How does the number of corn plants per acre affect yield? How can one be sure about the validity of assessment? Thanks to last summer’s Tech in Ag workshop, Kelly Mikhail of Worthington Christian High School was able to teach her Molecular and Cellular Biology Honors students how to assess data and determine its reliability.
Dr. Alex Lindsey of OSU provided 10 corn stalks from each of the experimental variable seed plots sampled at the Tech in Ag Workshop. Mikhail used the corn stalks and the 3D images of ears of corn from the variable seed plots in her lab to introduce:
- experimental design
- accurate data collection
- statistical analysis using the two tailed t- test to determine if crop density increased or decreased the yield per ear of corn and if the increase or decrease in ear yield is related to stalk diameter or height
- collaboration using a Google Sheets document for data collection on classroom iPads
This lesson was adapted from variable rate seeding information provided at the Tech in Ag workshop.

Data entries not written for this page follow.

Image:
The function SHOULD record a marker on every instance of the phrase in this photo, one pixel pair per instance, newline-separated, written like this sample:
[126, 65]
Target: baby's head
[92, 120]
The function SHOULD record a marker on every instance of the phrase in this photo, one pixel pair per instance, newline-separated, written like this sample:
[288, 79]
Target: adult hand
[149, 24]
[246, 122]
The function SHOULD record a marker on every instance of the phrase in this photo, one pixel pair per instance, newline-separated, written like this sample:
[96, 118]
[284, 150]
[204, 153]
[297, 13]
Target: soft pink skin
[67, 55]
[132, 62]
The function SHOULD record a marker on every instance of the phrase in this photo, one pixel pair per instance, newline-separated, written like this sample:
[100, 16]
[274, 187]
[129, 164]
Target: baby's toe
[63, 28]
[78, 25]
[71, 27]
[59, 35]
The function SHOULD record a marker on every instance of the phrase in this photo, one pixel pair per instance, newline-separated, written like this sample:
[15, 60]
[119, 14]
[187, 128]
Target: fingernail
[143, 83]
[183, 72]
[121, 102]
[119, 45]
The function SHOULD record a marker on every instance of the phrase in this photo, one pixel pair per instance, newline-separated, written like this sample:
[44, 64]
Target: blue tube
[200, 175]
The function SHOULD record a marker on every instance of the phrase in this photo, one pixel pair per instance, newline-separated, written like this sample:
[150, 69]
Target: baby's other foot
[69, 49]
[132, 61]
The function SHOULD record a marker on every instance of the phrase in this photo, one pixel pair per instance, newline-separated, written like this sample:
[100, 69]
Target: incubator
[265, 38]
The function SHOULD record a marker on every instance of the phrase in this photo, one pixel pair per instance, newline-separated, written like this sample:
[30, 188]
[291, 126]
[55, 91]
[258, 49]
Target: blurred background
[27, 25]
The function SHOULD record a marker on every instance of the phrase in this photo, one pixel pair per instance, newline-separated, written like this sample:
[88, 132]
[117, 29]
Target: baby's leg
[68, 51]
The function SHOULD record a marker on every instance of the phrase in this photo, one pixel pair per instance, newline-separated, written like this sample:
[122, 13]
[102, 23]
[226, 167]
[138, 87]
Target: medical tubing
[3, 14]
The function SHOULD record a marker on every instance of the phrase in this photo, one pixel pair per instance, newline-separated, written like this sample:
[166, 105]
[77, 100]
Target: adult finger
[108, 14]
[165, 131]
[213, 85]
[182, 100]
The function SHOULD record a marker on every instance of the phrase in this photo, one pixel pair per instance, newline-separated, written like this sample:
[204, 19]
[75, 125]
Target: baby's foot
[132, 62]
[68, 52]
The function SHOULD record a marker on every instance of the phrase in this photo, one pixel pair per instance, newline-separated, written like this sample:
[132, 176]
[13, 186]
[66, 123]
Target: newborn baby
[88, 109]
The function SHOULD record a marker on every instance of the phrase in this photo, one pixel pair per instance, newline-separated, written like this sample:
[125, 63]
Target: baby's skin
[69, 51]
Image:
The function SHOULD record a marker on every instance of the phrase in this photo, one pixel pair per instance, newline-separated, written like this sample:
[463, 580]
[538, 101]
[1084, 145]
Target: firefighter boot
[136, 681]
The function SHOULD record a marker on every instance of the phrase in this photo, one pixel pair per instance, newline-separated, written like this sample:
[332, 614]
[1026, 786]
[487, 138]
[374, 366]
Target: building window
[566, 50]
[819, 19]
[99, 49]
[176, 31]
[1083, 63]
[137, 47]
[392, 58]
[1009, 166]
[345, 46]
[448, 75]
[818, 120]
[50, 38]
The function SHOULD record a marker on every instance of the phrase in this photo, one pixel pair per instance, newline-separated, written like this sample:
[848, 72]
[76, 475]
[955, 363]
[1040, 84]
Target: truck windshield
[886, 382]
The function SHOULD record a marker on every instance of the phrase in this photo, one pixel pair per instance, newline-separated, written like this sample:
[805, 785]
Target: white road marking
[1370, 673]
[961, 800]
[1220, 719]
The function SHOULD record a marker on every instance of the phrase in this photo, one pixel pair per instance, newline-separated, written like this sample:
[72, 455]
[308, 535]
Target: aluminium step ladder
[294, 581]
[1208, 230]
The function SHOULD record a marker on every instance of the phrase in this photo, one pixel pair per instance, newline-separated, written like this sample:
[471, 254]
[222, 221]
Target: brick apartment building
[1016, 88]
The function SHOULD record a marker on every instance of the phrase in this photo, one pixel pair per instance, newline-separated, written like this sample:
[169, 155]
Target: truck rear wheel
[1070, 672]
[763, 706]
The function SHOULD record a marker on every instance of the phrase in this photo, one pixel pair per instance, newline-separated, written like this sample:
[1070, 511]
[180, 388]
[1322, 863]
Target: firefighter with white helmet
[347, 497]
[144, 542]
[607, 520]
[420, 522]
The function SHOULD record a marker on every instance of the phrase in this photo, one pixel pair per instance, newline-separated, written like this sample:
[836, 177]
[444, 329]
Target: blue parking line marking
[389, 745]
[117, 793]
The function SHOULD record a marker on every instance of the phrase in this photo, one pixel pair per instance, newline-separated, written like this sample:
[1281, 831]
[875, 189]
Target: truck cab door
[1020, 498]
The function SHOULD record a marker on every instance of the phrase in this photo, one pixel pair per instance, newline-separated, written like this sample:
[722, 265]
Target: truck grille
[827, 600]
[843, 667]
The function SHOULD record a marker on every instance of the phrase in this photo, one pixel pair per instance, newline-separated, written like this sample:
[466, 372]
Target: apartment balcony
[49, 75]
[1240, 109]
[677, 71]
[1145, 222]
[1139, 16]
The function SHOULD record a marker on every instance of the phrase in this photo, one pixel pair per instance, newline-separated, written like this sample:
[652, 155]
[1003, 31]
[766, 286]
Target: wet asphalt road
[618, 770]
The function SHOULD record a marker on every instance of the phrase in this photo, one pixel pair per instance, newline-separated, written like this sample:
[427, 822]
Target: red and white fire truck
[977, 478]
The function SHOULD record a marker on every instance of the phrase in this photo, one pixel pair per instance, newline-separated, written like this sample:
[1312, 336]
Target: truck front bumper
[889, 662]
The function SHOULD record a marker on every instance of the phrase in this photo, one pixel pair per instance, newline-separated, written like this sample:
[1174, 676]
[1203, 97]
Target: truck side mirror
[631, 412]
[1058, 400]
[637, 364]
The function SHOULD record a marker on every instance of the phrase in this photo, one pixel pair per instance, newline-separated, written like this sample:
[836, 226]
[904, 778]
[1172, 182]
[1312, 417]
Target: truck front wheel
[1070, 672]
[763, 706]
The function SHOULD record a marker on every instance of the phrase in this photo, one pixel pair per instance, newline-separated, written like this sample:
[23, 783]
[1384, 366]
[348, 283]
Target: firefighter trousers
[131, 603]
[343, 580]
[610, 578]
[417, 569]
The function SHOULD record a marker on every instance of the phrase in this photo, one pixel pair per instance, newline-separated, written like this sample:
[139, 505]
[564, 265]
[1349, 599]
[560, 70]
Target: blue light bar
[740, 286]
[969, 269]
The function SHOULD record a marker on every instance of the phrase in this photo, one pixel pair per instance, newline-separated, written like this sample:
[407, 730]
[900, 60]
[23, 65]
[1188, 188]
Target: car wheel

The students measured average number of corn plants, average corn plant height, average stem diameter, and average number of kernels per corn ear of each plot set (101, 102, 103). They entered the average number per row, height, stem diameter, and kernel per ear onto a google sheet. Next, the students analyzed and compared the relationship between trends in the data (stem diameter and kernels per ear).
Mikhail said her students were engaged and interested in the Ohio farming practices through the years power point presentation. “My students discussed why crops changed over the years and the use of Genetically Modified Organisms (GMOs). They had no idea what “No Till” farming was and how the use of GMO crops benefits the environment. We focused on the science of GMO and the benefit to the farmer and environment. They were very interested in GMOs because of the media’s portrayal of inherent damage a GMO will have on your body and the environment. We practiced argument based from evidence, reliability of sources, and civil discourse.”
The students were energetic and engaged in collecting data from actual plants harvested from experimental plots. They practiced collecting accurate and precise data and inputting data on the Google docs. Mikhail said, “My students were excited to learn how to use Google sheets and analyze data simply by highlighting and selecting ‘average’. Executing the two tailed t-test was more difficult but worth the effort.” Mikhail said she would use this lab first next year to introduce accurate and precise data collection and engage students in ag biotech issues.